Non hanno paura di invecchiare solo le donne. Moltissimi uomini dopo i sessanta anni entrano in crisi e perdono stima in loro stessi. Soprattutto quelli che sono stati molto ammirati dalle donne, uomini piacenti, di successo, che con l’altro sesso hanno sempre avuto un ottimo rapporto e facilità di conquista.

Una paura di invecchiare dunque che non viene accettata e si prolunga in una sorta di sindrome da Peter Pan infinita:

È davvero difficile accettare le diverse fasi della vita la vecchiaia per loro è uno stato particolarmente angoscioso. La prestazione, soprattutto con donne più giovani, dà a questi uomini l’illusione di essere ancora possenti, dominatori.

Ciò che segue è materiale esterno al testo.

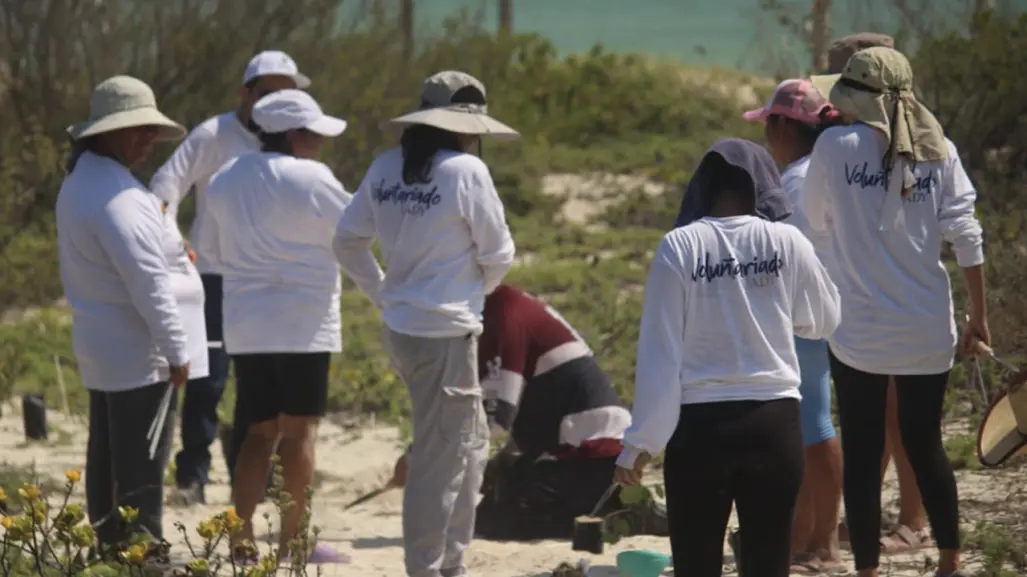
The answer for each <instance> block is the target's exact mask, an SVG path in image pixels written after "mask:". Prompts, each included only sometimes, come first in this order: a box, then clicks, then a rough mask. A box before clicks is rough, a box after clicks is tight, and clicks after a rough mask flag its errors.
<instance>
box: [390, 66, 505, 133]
mask: <svg viewBox="0 0 1027 577" xmlns="http://www.w3.org/2000/svg"><path fill="white" fill-rule="evenodd" d="M467 87H471V88H477V89H478V90H479V91H481V92H482V97H485V85H484V84H482V82H481V81H480V80H479V79H477V78H474V77H473V76H471V75H469V74H467V73H465V72H459V71H455V70H447V71H444V72H440V73H438V74H434V75H432V76H429V77H428V78H427V79H426V80H425V81H424V83H423V84H422V85H421V106H420V108H419V109H418V110H416V111H414V112H411V113H409V114H405V115H403V116H400V117H397V118H393V119H391V120H388V121H386V122H383V123H382V127H383V128H403V127H407V126H411V125H413V124H426V125H428V126H434V127H435V128H442V129H443V130H449V131H451V132H457V133H460V134H481V136H487V137H492V138H494V139H497V140H502V141H511V140H516V139H519V138H520V137H521V134H520V133H518V131H517V130H515V129H513V128H510V127H509V126H507V125H506V124H503V123H502V122H500V121H498V120H496V119H495V118H492V117H491V116H489V111H488V105H485V104H481V105H479V104H453V95H454V94H456V93H457V92H458V91H460V90H461V89H463V88H467Z"/></svg>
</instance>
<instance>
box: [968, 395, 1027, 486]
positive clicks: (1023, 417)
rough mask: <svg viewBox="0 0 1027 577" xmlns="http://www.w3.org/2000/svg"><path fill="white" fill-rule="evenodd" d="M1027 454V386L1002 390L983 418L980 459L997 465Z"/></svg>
mask: <svg viewBox="0 0 1027 577" xmlns="http://www.w3.org/2000/svg"><path fill="white" fill-rule="evenodd" d="M1025 456H1027V386H1019V387H1016V388H1015V389H1013V390H1012V391H1007V392H1003V393H1001V394H1000V395H999V396H998V398H996V399H995V400H994V401H993V402H992V403H991V407H990V408H988V412H987V413H985V415H984V420H982V421H981V428H980V429H979V430H978V435H977V458H978V460H979V461H981V464H982V465H984V466H985V467H998V466H1001V465H1003V464H1004V463H1005V462H1007V461H1010V460H1011V459H1014V458H1020V457H1025Z"/></svg>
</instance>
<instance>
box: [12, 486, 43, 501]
mask: <svg viewBox="0 0 1027 577" xmlns="http://www.w3.org/2000/svg"><path fill="white" fill-rule="evenodd" d="M17 495H18V497H21V498H22V499H25V500H26V501H28V502H30V503H31V502H33V501H35V500H36V499H39V497H40V495H42V492H41V491H40V490H39V487H37V486H35V485H32V484H29V483H26V484H25V485H23V486H22V488H21V489H18V490H17Z"/></svg>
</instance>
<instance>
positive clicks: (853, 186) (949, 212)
mask: <svg viewBox="0 0 1027 577" xmlns="http://www.w3.org/2000/svg"><path fill="white" fill-rule="evenodd" d="M948 145H949V155H948V157H947V158H945V159H944V160H939V161H935V162H921V163H917V164H916V165H915V166H914V175H915V177H916V187H915V188H914V190H913V191H912V192H911V193H910V194H909V195H908V196H907V197H906V198H905V199H903V198H902V196H901V194H900V191H899V188H900V187H901V181H902V179H901V178H900V177H899V176H898V175H897V176H896V177H895V178H891V179H889V181H890V183H889V185H890V187H891V189H890V190H885V188H884V181H885V179H884V171H883V169H882V164H881V159H882V157H883V155H884V151H885V149H886V148H887V143H886V142H885V140H884V136H883V134H882V133H880V132H878V131H877V130H876V129H874V128H871V127H870V126H867V125H866V124H853V125H851V126H837V127H833V128H829V129H828V130H826V131H825V132H824V133H823V134H821V137H820V139H817V141H816V146H814V147H813V152H812V155H811V158H810V161H809V169H808V171H807V174H806V182H805V186H804V187H803V192H802V209H803V213H804V214H805V215H806V218H807V219H808V220H809V226H810V228H811V229H812V230H813V231H814V232H817V231H819V232H821V233H824V234H826V235H827V236H825V238H829V239H830V246H828V247H827V248H826V251H827V252H829V253H830V254H831V255H832V258H831V259H830V264H829V270H830V272H831V276H832V278H833V279H834V281H835V282H836V283H837V284H838V290H839V292H840V293H841V296H842V319H843V320H842V323H841V325H840V326H839V328H838V331H836V332H835V334H834V336H833V337H832V338H831V350H832V352H834V354H835V356H837V357H838V359H839V360H841V361H842V362H844V363H846V364H848V366H850V367H852V368H854V369H858V370H860V371H864V372H867V373H873V374H878V375H933V374H939V373H944V372H945V371H948V370H949V369H951V368H952V361H953V356H954V353H955V344H956V325H955V319H954V315H953V306H952V292H951V287H950V284H949V274H948V272H947V271H946V269H945V265H944V264H943V263H942V240H943V239H945V240H947V241H949V242H950V243H952V247H953V252H954V253H955V257H956V261H957V263H958V265H959V266H960V267H972V266H975V265H980V264H982V263H983V262H984V252H983V244H982V233H981V225H980V224H979V223H978V221H977V219H976V218H975V216H974V202H975V200H976V198H977V192H976V191H975V190H974V185H973V184H972V183H971V182H969V178H967V176H966V172H965V171H964V170H963V167H962V163H961V162H960V160H959V155H958V153H957V152H956V149H955V146H954V145H953V144H952V143H951V142H949V143H948ZM816 238H817V237H814V240H815V239H816Z"/></svg>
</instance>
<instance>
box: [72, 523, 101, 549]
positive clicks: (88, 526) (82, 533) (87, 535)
mask: <svg viewBox="0 0 1027 577" xmlns="http://www.w3.org/2000/svg"><path fill="white" fill-rule="evenodd" d="M71 541H72V543H75V546H76V547H81V548H85V547H88V546H90V545H92V544H94V543H96V541H97V532H96V531H94V530H93V529H92V526H91V525H79V526H77V527H75V528H73V529H72V530H71Z"/></svg>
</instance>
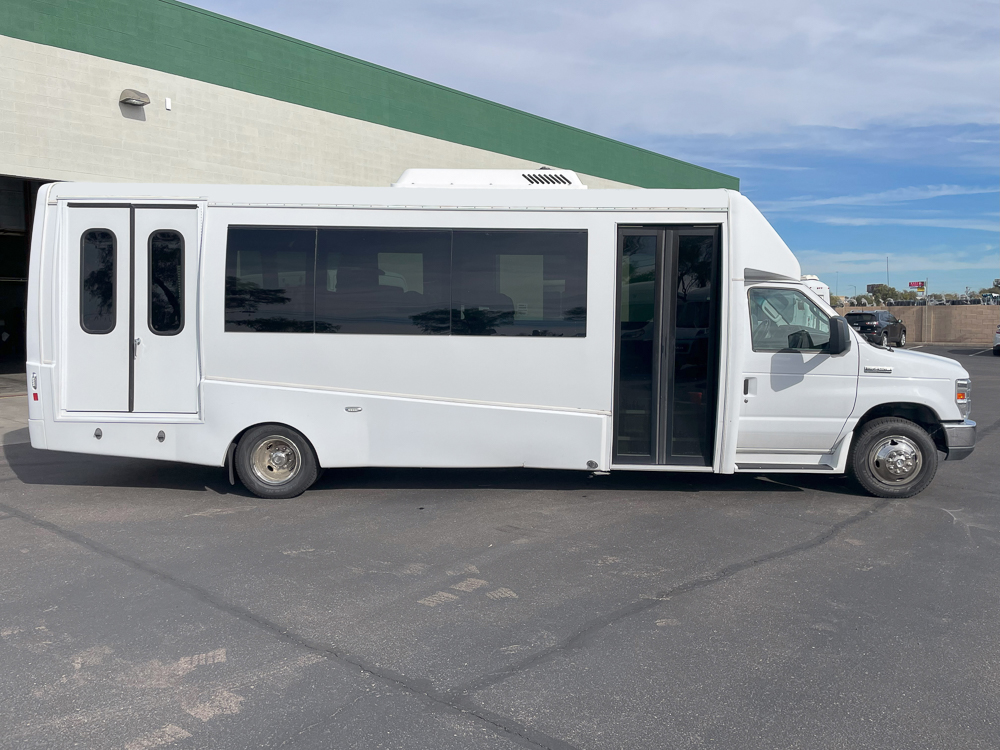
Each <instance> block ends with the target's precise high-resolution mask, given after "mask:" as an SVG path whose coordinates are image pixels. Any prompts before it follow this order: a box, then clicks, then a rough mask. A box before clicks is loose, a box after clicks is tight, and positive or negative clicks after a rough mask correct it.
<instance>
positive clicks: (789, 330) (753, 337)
mask: <svg viewBox="0 0 1000 750" xmlns="http://www.w3.org/2000/svg"><path fill="white" fill-rule="evenodd" d="M750 328H751V331H752V340H753V348H754V351H757V352H778V351H823V350H824V349H826V346H827V344H828V343H829V342H830V319H829V318H827V316H826V315H825V314H824V313H823V311H822V310H820V309H819V308H818V307H817V306H816V305H814V304H813V303H812V302H811V301H810V300H809V298H808V297H806V296H805V295H804V294H802V293H801V292H797V291H795V290H794V289H760V288H758V289H751V290H750Z"/></svg>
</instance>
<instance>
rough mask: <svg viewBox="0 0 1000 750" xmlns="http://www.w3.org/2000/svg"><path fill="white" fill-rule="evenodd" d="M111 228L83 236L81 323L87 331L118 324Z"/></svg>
mask: <svg viewBox="0 0 1000 750" xmlns="http://www.w3.org/2000/svg"><path fill="white" fill-rule="evenodd" d="M116 245H117V243H116V240H115V235H114V232H112V231H111V230H110V229H90V230H87V231H86V232H84V233H83V236H82V237H81V238H80V326H81V327H82V328H83V330H85V331H86V332H87V333H110V332H111V331H113V330H114V327H115V318H116V309H115V308H116V306H115V287H116V284H115V250H116Z"/></svg>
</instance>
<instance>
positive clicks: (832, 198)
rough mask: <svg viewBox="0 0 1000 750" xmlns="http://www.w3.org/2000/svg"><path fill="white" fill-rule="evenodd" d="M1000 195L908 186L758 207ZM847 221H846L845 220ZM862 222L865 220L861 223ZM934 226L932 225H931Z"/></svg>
mask: <svg viewBox="0 0 1000 750" xmlns="http://www.w3.org/2000/svg"><path fill="white" fill-rule="evenodd" d="M988 193H1000V188H995V187H994V188H985V187H965V186H963V185H927V186H926V187H905V188H895V189H893V190H883V191H881V192H878V193H864V194H862V195H839V196H834V197H832V198H789V199H788V200H783V201H770V202H761V203H760V204H758V207H759V208H760V209H761V210H762V211H767V212H774V211H793V210H796V209H799V208H812V207H815V206H890V205H894V204H900V203H908V202H910V201H919V200H930V199H932V198H943V197H946V196H953V195H984V194H988ZM845 221H846V220H845ZM858 221H862V220H860V219H859V220H858ZM863 221H864V223H877V221H878V220H874V219H873V220H871V221H868V220H863ZM929 226H930V225H929Z"/></svg>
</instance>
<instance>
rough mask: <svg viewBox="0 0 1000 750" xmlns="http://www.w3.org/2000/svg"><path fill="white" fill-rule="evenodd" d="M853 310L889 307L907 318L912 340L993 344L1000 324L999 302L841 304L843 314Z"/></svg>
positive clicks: (903, 316) (982, 344) (906, 332)
mask: <svg viewBox="0 0 1000 750" xmlns="http://www.w3.org/2000/svg"><path fill="white" fill-rule="evenodd" d="M852 310H860V311H865V310H888V311H889V312H891V313H892V314H893V315H894V316H896V317H897V318H899V319H900V320H901V321H903V325H905V326H906V339H907V342H908V343H912V344H918V343H924V342H935V343H940V344H981V345H983V346H991V345H992V343H993V334H994V333H995V332H996V327H997V325H1000V307H997V306H996V305H931V306H929V307H916V306H914V307H872V308H864V307H841V308H838V309H837V312H838V313H839V314H840V315H844V314H846V313H849V312H851V311H852Z"/></svg>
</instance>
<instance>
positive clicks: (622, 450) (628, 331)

Galleria di immagini: Le donne di Silvio Berlusconi

Spesso però il limite viene superato e si rischia di diventare dei veri e propri malati e dipendenti dal sesso:

Purtroppo è molto facile che il sesso diventi un’ossessione nelle persone che hanno individuato in questo tipo di comportamento un qualcosa che li protegge dall’ansia. Pian piano cominciano a percepire la sessualità come elemento centrale della loro vita, del loro benessere, instaurando quello che viene definito un comportamento compulsivo: agiscono quindi in risposta a un impulso sessuale irrefrenabile, indipendentemente dagli effetti negativi che il loro comportamento può arrecare. La soddisfazione del loro bisogno che genera l’impulso sessuale provoca piacere, ma allo stesso tempo procura disagio, ansia, malessere, senso di vergogna. […] Per guarire, occorre rendersi conto di avere un problema. Molto spesso, invece, si scambia questo comportamento come una scelta, una dimostrazione di vera virilità.

Una dipendenza da sesso da cui si può guarire, quindi: ma chi ne è affetto vuole davvero farlo?